Metadata-Version: 2.4
Name: datannurpy
Version: 0.3.2
Summary: Python library for datannur catalog metadata management
Project-URL: Homepage, https://github.com/datannur/datannurpy
Project-URL: Repository, https://github.com/datannur/datannurpy
Project-URL: Documentation, https://github.com/datannur/datannurpy#readme
Project-URL: Issues, https://github.com/datannur/datannurpy/issues
Author: datannur
License: MIT
License-File: LICENSE
Classifier: Development Status :: 4 - Beta
Classifier: License :: OSI Approved :: MIT License
Classifier: Programming Language :: Python :: 3
Classifier: Programming Language :: Python :: 3.9
Classifier: Programming Language :: Python :: 3.10
Classifier: Programming Language :: Python :: 3.11
Classifier: Programming Language :: Python :: 3.12
Classifier: Programming Language :: Python :: 3.13
Classifier: Programming Language :: Python :: 3.14
Requires-Python: >=3.9
Requires-Dist: ibis-framework[duckdb]>=11.0
Requires-Dist: openpyxl>=3.0
Requires-Dist: typing-extensions>=4.0; python_version < '3.11'
Requires-Dist: xlrd>=2.0
Provides-Extra: databases
Requires-Dist: ibis-framework[mssql,mysql,oracle,postgres]>=11.0; extra == 'databases'
Provides-Extra: delta
Requires-Dist: deltalake>=0.18.0; extra == 'delta'
Provides-Extra: iceberg
Requires-Dist: pyiceberg>=0.10.0; extra == 'iceberg'
Provides-Extra: mssql
Requires-Dist: ibis-framework[mssql]>=11.0; extra == 'mssql'
Provides-Extra: mysql
Requires-Dist: ibis-framework[mysql]>=11.0; extra == 'mysql'
Provides-Extra: oracle
Requires-Dist: ibis-framework[oracle]>=11.0; extra == 'oracle'
Provides-Extra: postgres
Requires-Dist: ibis-framework[postgres]>=11.0; extra == 'postgres'
Provides-Extra: stat
Requires-Dist: pyreadstat<=1.2.8,>=1.2.0; (python_version < '3.10') and extra == 'stat'
Requires-Dist: pyreadstat>=1.2.0; (python_version >= '3.10') and extra == 'stat'
Description-Content-Type: text/markdown

# datannurpy

[![PyPI version](https://img.shields.io/pypi/v/datannurpy.svg)](https://pypi.org/project/datannurpy/)
[![Python](https://img.shields.io/badge/python-≥3.9-blue.svg)](https://pypi.org/project/datannurpy/)
[![CI](https://github.com/datannur/datannurpy/actions/workflows/ci.yml/badge.svg)](https://github.com/datannur/datannurpy/actions/workflows/ci.yml)
[![codecov](https://codecov.io/gh/datannur/datannurpy/branch/main/graph/badge.svg)](https://codecov.io/gh/datannur/datannurpy)
[![License: MIT](https://img.shields.io/badge/License-MIT-yellow.svg)](https://opensource.org/licenses/MIT)

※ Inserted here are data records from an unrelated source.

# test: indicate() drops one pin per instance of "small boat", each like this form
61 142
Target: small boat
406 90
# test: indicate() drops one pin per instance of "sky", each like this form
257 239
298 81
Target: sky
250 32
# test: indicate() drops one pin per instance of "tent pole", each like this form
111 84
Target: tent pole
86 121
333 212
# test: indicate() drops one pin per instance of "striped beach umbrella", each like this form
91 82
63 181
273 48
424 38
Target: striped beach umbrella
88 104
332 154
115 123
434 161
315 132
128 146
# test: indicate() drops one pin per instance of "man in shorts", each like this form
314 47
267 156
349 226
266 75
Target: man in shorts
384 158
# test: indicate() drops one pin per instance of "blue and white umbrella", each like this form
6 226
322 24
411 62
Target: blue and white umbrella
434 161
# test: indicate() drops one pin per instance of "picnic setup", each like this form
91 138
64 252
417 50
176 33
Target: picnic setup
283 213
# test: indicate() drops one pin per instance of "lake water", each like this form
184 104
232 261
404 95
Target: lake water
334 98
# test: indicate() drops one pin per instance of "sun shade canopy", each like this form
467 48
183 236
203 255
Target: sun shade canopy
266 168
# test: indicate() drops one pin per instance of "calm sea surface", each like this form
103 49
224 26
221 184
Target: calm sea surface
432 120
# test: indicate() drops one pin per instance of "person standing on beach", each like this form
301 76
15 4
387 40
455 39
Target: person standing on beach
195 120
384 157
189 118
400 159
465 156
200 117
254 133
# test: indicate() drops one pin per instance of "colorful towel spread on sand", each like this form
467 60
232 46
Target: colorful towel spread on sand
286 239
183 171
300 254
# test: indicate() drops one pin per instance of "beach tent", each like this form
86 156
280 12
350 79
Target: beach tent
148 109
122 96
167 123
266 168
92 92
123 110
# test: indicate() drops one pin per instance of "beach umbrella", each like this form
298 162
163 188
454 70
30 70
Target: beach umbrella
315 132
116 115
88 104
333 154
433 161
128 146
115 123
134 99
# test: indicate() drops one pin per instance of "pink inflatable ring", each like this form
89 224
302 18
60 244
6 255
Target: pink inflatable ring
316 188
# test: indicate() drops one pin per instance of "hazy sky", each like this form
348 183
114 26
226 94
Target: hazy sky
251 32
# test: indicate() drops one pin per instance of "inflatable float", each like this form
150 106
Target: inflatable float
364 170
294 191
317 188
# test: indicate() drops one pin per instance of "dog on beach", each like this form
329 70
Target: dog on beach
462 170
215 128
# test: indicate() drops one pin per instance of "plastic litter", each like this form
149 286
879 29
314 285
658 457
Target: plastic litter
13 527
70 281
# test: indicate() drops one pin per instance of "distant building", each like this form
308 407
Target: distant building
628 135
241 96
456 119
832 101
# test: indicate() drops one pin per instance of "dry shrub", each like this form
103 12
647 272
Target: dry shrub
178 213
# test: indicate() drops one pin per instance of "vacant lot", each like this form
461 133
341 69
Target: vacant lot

Python library for [datannur](https://github.com/datannur/datannur) catalog metadata management.

## Supported formats

A lightweight catalog compatible with most data sources:

| Category        | Formats                                               |
| --------------- | ----------------------------------------------------- |
| **Flat files**  | CSV, Excel (.xlsx, .xls)                              |
| **Columnar**    | Parquet, Delta Lake, Apache Iceberg, Hive partitioned |
| **Statistical** | SAS (.sas7bdat), SPSS (.sav), Stata (.dta)            |
| **Databases**   | PostgreSQL, MySQL, Oracle, SQL Server, SQLite, DuckDB |

All formats support automatic schema inference and statistics computation.

## Installation

```bash
pip install datannurpy
```

For database support:

```bash
pip install datannurpy[postgres]  # PostgreSQL
pip install datannurpy[mysql]     # MySQL
pip install datannurpy[oracle]    # Oracle
pip install datannurpy[mssql]     # SQL Server (also requires ODBC driver, see below)
```

**SQL Server note:** Requires an ODBC driver on the system:

- macOS: `brew install unixodbc freetds`
- Linux: `apt install unixodbc-dev tdsodbc`
- Windows: [Microsoft ODBC Driver](https://learn.microsoft.com/sql/connect/odbc/download-odbc-driver-for-sql-server)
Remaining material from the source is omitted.